Veltroni su Repubblica dice che il Pd non è né innovativo, né di sinistra. Sembra la Margherita, dice.

Altri commentatori scoprono che dopo quattro anni vissuti pericolosamente il centro-sinistra (dove il trattino sta per «meno») non esiste più: come se avessimo dovuto attendere il secondo turno delle elezioni di Pistoia per comprenderlo. Prima nessun indizio. Zero.

Tutti caduti dal pero e forse anche dal mitico ulivo, citato in continuazione proprio mentre lo si segava con una passione che nemmeno Dexter.

Altri ancora spiegano che Renzi non deve inseguire Prodi o allearsi con Pisapia, perché «Renzi deve fare Renzi». Come se Renzi non avesse fatto Renzi, in questi anni, su tutto, senza ascoltare nessuno. Il centro-sinistra è morto. Una prece.

Martina, che è stato già veltroniano e bersaniano e infine renziano, spiega che si deve «leggere la complessità del passaggio» (verso un altro leader da sostenere?). Orlando riapre il congresso che ha appena perso esattamente su questo punto ovvero la negazione del centrosinistra che invece due mesi fa ha vinto largamente, nelle primarie del suo partito.

Ora, è tutto molto bello, ma il problema è ovviamente legato alle scelte politiche di questi anni, e anche allo stile, e al modo di gestire il potere, e financo di raccontare le cose. Non ci vuole il commissario Ingravallo per capirlo.

Faccio un esempio: mentre ci si accapigliava sui ballottaggi, è stata varata la «larga intesa» sulle banche da parte dello stesso governo (identico al precedente) che aveva rassicurato tutti sullo stato di salute delle banche italiane, invitando direttamente a investire in Mps, rinviando le decisioni a dopo il referendum (altrimenti lo avrebbero perso…), negando per anni tutto ciò che si sono poi ritrovati costretti a deliberare una domenica di giugno dell’ultimo anno della legislatura. E facendo pagare ai contribuenti le scelte sbagliate di un’intera classe dirigente, portandoci un po’ più vicini al baratro.

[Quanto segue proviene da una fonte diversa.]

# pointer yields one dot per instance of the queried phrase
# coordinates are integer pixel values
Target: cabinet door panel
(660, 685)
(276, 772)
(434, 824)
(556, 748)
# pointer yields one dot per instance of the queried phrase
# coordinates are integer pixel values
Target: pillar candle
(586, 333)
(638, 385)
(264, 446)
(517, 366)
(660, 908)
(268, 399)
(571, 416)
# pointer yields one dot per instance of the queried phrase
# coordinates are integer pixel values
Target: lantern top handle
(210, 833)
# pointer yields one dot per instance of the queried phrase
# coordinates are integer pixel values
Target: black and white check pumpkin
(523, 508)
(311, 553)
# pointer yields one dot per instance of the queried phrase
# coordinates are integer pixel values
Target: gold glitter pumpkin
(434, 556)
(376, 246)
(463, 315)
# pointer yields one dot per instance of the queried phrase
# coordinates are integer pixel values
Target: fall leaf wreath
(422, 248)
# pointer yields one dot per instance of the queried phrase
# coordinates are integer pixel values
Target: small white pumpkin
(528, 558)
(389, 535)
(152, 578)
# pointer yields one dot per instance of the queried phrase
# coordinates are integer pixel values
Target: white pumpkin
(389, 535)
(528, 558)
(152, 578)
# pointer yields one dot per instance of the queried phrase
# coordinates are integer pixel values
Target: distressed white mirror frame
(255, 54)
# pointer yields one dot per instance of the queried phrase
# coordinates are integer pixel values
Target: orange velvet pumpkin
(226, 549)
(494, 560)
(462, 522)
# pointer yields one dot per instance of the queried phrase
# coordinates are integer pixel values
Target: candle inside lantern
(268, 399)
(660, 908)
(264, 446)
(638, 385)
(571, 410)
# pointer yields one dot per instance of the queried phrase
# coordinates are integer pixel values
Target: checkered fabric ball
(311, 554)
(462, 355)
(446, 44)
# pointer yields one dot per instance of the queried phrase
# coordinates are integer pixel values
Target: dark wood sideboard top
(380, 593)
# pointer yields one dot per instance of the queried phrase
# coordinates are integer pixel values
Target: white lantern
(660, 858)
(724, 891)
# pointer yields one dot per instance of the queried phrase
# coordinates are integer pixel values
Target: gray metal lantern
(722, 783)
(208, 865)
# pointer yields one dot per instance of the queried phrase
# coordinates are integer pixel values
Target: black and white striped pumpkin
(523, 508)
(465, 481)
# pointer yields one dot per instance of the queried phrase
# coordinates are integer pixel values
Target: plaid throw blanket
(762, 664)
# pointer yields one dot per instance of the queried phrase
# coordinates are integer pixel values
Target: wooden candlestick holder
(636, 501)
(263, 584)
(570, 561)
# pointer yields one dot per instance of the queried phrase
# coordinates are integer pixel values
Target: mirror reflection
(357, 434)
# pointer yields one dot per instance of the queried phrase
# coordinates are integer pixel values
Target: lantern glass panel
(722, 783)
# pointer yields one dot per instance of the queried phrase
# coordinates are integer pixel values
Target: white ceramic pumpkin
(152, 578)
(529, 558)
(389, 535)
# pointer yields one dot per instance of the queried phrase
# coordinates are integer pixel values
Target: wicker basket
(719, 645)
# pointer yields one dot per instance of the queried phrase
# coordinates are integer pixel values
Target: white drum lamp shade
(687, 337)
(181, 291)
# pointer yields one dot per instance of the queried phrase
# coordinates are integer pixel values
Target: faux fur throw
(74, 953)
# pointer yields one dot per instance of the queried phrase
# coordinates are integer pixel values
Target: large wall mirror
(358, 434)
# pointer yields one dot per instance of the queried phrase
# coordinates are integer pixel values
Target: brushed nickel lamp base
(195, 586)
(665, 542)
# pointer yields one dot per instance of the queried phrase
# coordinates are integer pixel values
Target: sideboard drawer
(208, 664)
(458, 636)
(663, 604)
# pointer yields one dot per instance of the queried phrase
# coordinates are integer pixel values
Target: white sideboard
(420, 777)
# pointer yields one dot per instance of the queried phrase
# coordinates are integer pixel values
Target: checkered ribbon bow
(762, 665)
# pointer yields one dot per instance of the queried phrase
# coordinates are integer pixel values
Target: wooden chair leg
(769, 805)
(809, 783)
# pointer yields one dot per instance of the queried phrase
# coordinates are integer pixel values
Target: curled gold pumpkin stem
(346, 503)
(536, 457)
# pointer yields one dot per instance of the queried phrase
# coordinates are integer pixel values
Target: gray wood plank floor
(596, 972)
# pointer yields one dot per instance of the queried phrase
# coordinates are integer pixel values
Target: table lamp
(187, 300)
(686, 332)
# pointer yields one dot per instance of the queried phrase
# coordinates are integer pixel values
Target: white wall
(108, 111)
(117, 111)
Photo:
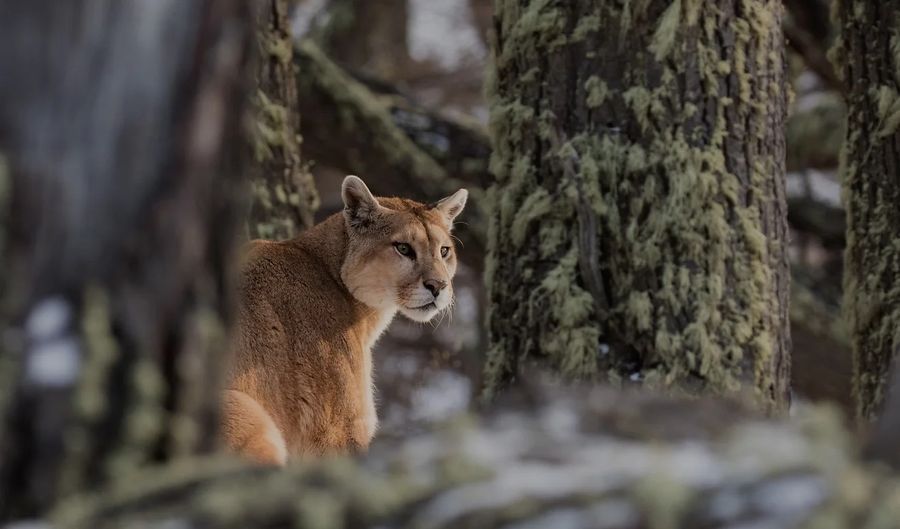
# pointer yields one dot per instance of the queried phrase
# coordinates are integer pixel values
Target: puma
(310, 310)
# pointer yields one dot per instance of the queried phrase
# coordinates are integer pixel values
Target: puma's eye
(404, 249)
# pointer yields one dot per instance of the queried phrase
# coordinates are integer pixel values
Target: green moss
(358, 106)
(597, 91)
(683, 250)
(666, 31)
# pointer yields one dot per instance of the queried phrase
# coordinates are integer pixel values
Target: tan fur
(311, 309)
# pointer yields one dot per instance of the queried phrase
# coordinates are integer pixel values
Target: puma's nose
(435, 286)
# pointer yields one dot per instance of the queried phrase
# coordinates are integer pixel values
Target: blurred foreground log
(603, 460)
(120, 127)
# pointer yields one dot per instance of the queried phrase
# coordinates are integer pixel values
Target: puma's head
(400, 252)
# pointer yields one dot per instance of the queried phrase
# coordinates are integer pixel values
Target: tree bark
(120, 126)
(650, 244)
(867, 55)
(284, 193)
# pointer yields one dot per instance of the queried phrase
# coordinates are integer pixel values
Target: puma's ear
(360, 206)
(453, 205)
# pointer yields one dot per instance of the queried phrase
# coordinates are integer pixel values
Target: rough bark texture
(600, 460)
(868, 55)
(284, 193)
(120, 124)
(650, 245)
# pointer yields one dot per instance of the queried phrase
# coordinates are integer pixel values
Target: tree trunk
(120, 127)
(369, 37)
(869, 59)
(284, 193)
(639, 220)
(392, 144)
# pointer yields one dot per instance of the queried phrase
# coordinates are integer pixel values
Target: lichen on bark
(678, 146)
(868, 58)
(284, 197)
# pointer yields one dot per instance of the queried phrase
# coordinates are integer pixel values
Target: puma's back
(310, 311)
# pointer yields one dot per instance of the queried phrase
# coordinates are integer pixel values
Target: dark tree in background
(869, 58)
(120, 127)
(284, 193)
(638, 224)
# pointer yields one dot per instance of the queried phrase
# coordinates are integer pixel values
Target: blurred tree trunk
(369, 37)
(284, 193)
(638, 225)
(120, 124)
(868, 57)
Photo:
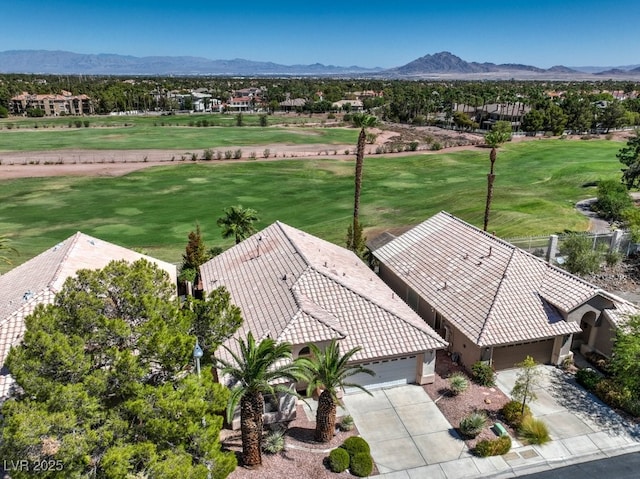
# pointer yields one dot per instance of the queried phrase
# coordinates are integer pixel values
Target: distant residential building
(53, 105)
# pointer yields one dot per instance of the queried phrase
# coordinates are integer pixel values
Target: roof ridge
(493, 303)
(297, 296)
(485, 233)
(372, 301)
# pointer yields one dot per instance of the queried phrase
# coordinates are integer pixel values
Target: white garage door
(506, 357)
(389, 372)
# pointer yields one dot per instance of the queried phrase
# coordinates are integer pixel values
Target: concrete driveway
(405, 430)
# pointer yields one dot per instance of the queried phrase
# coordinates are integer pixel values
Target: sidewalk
(582, 429)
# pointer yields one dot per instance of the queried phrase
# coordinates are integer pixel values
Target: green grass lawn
(537, 184)
(144, 136)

Per di più, oltre alla strategia (che era esattamente quella), si aggiunge la tattica di aver ingaggiato una rissa con il M5s su qualsiasi cosa capitasse, per poi chiedersi come mai i suoi elettori non corressero a votare il Pd al secondo turno. Veramente incredibile, non trovate?

Per non parlare del fatto che tutti i candidati sindaci renziani hanno preferito fare a meno del loro beniamino perché – a sentir loro – avrebbe fatto perdere loro voti e consensi: dalla personalizzazione alla spersonalizzazione. Il culto dell’impersonalità.

Infine tutti molto arroganti nella loro autosufficienza fino a quando i sondaggi li davano in testa – potrei citare molti casi, in proposito – e poi disperatamente alla ricerca di vecchi amici a sinistra tra primo e secondo turno.

Ora, possiamo tornare a parlare proprio di quelle scelte politiche da fare diversamente? In una forza di sinistra e di governo che non affronti in un modo così delirante le questioni? Proviamo a scrivere un manifesto politico e programmatico da condividere con le persone e a costruire qualcosa che abbia basi nuove? Associando chi condivide questa impostazione e mollando una volta per tutte quelli che non solo non la condividono per niente, ma addirittura la contrastano scientificamente?